Download Exhausted Ecologies Book in PDF, Epub and Kindle

Modern literature and environmentalism combined ecology, psychology, and aesthetics to restore communal well-being to the United Kingdom after world war.

Ecology and Empire

Ecology and Empire
Author: Tom Griffiths
Publisher: University of Washington Press
Total Pages: 260
Release: 1997
Genre: Nature
ISBN: 9780295976679

Download Ecology and Empire Book in PDF, Epub and Kindle

Ecology and Empire forged a historical partnership of great power -- and one which, particularly in the last 500 years, radically changed human and natural history across the globe.
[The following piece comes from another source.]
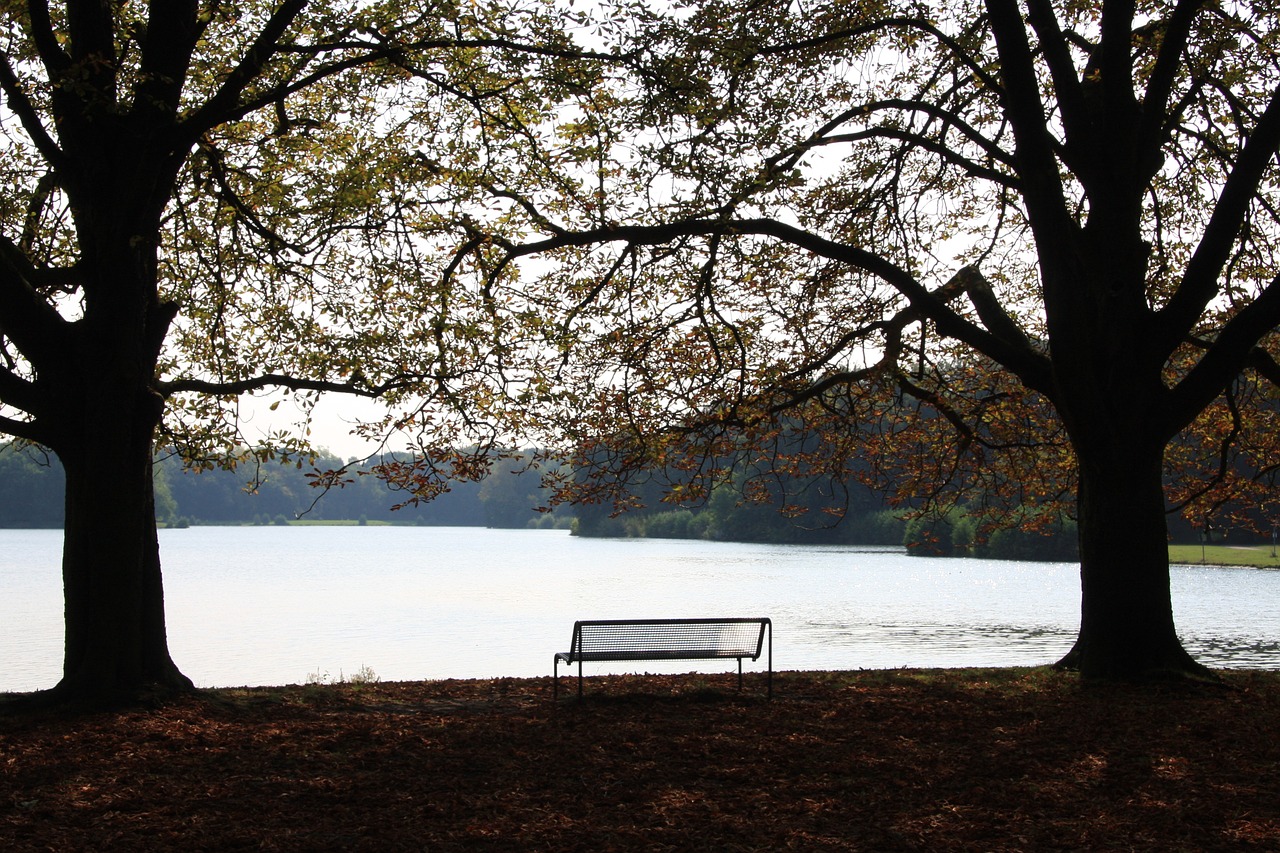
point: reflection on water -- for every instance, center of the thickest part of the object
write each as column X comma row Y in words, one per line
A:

This book scrutinizes European expansion from the perspectives of the so-called colonized peripheries, the settler societies. It begins with Australia as a prism through which to consider the relations between settlers and their lands, but moves well beyond this to a range of lands of empire. It uses their distinctive ecologies and histories to shed new light on both the imperial and the settler environmental experience. Ecology and Empire also explores the way in which the science of ecology itself was an artifact of empire, drawing together the fields of imperial history and the history of science.